El chavismo inició un proceso de sustitución de su iconografía tradicional en las vías públicas del país. Recientemente, ciudadanos captaron el momento en que trabajadores municipales retiraban vallas con la imagen de Nicolás Maduro.
En este sentido, diversos reportes señalan que la orden de desmontar la propaganda proviene directamente de la gestión de Delcy Rodríguez, quien busca renovar la narrativa del sector oficialista.
A pesar de que el equipo de comunicaciones del gobierno no emite una explicación formal sobre estos operativos, las acciones en la calle sugieren una transición visual acelerada. Por consiguiente, la remoción de estos elementos alimenta la tesis de una ruptura simbólica con el antiguo mandatario, quien permanece bajo custodia de Estados Unidos desde enero de 2026.
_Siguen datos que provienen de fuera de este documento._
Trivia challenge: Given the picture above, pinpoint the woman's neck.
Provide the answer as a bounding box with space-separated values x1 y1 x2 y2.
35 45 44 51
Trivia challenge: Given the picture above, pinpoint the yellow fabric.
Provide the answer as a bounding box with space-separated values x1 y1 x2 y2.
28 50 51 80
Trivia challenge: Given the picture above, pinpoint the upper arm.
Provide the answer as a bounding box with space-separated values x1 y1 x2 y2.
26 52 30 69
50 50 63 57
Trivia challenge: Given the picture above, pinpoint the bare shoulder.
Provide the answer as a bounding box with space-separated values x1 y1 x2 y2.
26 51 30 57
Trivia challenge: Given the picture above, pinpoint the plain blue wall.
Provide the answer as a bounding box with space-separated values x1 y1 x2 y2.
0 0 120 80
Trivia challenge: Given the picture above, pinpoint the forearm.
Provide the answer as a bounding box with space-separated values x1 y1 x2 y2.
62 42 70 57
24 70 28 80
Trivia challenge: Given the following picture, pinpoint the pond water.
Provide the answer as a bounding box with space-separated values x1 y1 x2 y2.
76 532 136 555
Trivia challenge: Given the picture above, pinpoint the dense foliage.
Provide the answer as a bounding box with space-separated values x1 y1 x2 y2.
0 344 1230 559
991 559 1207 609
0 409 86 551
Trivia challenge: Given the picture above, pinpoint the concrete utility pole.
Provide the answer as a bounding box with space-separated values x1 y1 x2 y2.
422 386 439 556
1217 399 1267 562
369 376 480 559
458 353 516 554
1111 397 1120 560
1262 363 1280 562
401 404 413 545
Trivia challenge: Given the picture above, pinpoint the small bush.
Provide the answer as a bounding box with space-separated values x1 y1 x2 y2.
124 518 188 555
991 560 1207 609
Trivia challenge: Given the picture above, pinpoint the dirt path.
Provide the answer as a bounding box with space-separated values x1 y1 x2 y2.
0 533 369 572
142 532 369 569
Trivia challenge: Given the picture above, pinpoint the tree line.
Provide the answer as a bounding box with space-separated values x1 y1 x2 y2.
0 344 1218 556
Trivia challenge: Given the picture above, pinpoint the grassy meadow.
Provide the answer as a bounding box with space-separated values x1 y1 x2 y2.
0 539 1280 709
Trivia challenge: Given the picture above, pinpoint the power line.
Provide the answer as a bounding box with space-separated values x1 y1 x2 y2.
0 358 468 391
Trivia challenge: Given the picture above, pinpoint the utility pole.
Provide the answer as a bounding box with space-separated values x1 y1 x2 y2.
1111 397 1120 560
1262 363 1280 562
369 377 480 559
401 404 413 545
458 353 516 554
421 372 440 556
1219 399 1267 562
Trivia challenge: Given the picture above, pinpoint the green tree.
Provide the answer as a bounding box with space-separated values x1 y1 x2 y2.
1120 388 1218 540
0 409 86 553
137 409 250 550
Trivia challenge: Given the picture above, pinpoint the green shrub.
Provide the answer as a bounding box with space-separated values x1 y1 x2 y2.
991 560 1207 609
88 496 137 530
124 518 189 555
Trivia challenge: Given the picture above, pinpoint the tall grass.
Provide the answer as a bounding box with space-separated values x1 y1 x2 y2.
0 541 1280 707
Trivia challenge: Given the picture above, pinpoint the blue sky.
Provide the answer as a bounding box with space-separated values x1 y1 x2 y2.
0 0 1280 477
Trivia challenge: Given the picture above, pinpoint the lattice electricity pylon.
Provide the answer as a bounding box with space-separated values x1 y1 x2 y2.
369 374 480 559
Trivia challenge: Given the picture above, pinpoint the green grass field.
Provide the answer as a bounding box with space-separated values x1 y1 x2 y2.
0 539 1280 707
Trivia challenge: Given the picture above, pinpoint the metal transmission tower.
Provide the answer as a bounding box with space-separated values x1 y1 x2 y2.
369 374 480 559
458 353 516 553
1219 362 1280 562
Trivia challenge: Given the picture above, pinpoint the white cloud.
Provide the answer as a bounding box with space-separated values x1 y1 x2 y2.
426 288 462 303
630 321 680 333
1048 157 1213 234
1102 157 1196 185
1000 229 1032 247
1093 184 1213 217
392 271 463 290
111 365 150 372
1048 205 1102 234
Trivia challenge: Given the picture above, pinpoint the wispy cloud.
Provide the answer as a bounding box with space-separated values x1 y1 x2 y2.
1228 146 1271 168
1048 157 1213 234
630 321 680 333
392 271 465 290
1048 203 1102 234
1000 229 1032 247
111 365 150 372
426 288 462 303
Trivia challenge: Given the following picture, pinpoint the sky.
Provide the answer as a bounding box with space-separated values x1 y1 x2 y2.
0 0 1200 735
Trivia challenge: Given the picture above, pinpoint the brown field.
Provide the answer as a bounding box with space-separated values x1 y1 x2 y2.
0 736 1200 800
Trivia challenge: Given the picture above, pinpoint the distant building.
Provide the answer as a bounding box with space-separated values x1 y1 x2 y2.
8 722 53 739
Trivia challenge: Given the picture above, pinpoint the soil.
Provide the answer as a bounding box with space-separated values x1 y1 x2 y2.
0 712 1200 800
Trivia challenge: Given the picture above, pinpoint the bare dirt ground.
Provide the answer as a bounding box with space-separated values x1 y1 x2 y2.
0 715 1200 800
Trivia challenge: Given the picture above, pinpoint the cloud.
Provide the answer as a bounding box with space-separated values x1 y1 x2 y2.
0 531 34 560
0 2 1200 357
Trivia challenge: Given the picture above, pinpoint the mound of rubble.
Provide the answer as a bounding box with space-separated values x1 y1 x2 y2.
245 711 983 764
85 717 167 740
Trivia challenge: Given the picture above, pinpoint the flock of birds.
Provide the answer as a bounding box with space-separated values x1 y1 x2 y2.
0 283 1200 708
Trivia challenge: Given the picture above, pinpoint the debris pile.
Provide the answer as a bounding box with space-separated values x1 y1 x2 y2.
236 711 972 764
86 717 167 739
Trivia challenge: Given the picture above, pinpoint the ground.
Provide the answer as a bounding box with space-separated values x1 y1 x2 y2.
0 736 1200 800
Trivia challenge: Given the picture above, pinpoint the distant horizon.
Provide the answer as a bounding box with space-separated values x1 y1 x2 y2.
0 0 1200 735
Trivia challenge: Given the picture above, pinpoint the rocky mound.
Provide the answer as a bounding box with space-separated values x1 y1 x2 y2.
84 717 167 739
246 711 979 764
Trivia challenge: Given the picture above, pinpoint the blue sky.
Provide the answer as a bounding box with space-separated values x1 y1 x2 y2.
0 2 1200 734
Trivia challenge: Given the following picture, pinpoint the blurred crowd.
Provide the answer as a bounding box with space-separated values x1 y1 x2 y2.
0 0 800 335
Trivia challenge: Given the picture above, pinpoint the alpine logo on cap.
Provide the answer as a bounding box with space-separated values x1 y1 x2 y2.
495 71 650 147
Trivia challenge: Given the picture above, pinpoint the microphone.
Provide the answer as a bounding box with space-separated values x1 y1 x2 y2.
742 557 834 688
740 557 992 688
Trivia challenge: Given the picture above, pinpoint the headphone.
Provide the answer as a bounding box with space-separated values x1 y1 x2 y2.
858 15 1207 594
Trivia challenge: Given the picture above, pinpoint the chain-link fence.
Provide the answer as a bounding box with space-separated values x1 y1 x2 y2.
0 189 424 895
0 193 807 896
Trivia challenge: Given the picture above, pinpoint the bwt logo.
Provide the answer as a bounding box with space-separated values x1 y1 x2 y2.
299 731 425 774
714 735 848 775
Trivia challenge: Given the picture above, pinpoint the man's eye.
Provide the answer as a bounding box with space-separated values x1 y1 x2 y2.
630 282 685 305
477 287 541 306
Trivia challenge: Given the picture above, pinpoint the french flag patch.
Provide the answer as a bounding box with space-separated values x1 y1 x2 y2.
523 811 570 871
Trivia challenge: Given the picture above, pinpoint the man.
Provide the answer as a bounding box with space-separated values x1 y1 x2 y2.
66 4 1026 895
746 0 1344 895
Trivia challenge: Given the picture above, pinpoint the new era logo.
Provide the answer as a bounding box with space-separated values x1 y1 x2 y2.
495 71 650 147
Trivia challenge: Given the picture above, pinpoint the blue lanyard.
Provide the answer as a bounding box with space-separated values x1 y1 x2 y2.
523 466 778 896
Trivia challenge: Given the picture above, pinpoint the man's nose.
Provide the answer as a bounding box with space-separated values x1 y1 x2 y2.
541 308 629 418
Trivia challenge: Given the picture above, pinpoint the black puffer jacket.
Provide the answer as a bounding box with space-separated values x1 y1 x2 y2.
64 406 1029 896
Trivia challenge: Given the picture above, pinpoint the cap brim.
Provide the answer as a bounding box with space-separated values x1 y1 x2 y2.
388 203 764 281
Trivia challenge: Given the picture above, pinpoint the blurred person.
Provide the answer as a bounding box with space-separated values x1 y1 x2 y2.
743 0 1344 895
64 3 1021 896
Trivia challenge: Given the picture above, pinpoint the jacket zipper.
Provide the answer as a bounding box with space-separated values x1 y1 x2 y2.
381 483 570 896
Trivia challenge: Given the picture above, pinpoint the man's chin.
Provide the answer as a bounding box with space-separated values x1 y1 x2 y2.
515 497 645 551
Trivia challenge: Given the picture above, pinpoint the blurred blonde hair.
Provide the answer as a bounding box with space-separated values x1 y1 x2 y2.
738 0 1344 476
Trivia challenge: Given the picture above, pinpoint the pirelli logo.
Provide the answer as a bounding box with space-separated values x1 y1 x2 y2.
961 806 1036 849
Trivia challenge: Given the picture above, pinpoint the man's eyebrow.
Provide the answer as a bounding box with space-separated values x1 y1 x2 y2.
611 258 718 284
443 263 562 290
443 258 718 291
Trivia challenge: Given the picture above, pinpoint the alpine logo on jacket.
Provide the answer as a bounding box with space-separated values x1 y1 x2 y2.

Por un lado, Delcy Rodríguez ha intentado proyectar una imagen de «continuidad institucional» desde que asumió el mando. No obstante, sectores del Partido Socialista Unido de Venezuela (Psuv) comenzaron a desaparecer silenciosamente consignas y referencias directas al exlíder. Debido a esto, la eliminación de los rostros de Maduro de los espacios comunes marca un punto de inflexión en la comunicación política del chavismo.
Finalmente, estas maniobras de limpieza publicitaria buscan establecer un nuevo orden jerárquico dentro de la estructura estatal. Por tal motivo, el retiro de los carteles no solo representa un cambio estético, sino una maniobra estratégica para consolidar el supuesto liderazgo actual frente a la base militante y la comunidad internacional.